In his book, Kieffer focuses on aesthetics and considers the ways Kahn broke from previously established architectural norms — making him, and the Salk Institute, one of the most radical figures in design during the 1960s. — J.L.
The Apollo Chronicles: Engineering America’s First Moon Missions
Brandon R. Brown ’92
Oxford University Press, 2019
John F. Kennedy and Neil Armstrong tend to get the bulk of the lunar spotlight in most coverage of the Apollo program. But while both overcame tremendous hurdles to help make the manned moon landing a success, those hurdles pale in comparison to the extreme technical challenges NASA’s engineers faced. In “The Apollo Chronicles,” Brandon R. Brown focuses instead on five engineers who were instrumental in making the mission work — including some who’ve never been interviewed before.
Brown, a physics professor at the University of San Francisco, also happens to be the son of an Apollo engineer. And although the men who wore the spacesuits enjoy more of the glamour and the glory, the people who got them safely to the moon and back were heroes in their own right, as Brown’s narrative illustrates.
“While I now appreciate just how brave our astronauts were, to sit on towers of explosive fuel and venture into a deadly realm, this book is more concerned with the astronauts’ protectors,” he writes. “I focus on the Earth-bound: the welders of space-worthy seams, the designers of heat shields, the stitchers of spacesuits, and those who computed razor-thin trajectories through space, with disaster awaiting any deviation or missed step.”
America was, after all, the underdog in the space race against the Soviets, which is why our achievement in landing a man on the moon is all the more stunning. Brown’s account of the engineering feats involved in building the world’s most powerful rockets — coupled with the intricacies of keeping humans alive on the journey — makes it clear that these were no small steps at all.

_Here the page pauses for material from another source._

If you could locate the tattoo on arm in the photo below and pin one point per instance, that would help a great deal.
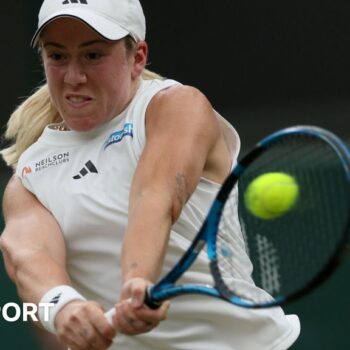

Phenomenology in France: A Philosophical and Theological Introduction
Steven DeLay ’13
Routledge, 2019
Phenomenology isn’t an easy field for nonphilosophers to get a handle on. Even phenomenologists disagree on what exactly the discipline entails, although it’s generally described as the philosophical study of consciousness and the human experience. Theology touches on these same themes, of course — and in “Phenomenology in France,” Steven DeLay examines the ways phenomenology blurs the boundaries between philosophy and theology.
“It is no secret that God — the one of the Bible, I mean — has fallen into disfavor nearly everywhere,” writes DeLay, who earned his doctorate in philosophy from the University of Oxford. “Must, then, phenomenology today continue on the presupposition that it can proceed wholly independent from faith? Can it?”
The book is not only a primer for newcomers to French phenomenology, but also a glimpse at how the field is evolving, according to Claudio Tarditi, a philosophy postdoc at the University of Turin. “It develops a fundamental argument about the fruitfulness of a radical reassessment of the relation between philosophy and theology for the phenomenological reflection that is still to come,” Tarditi writes.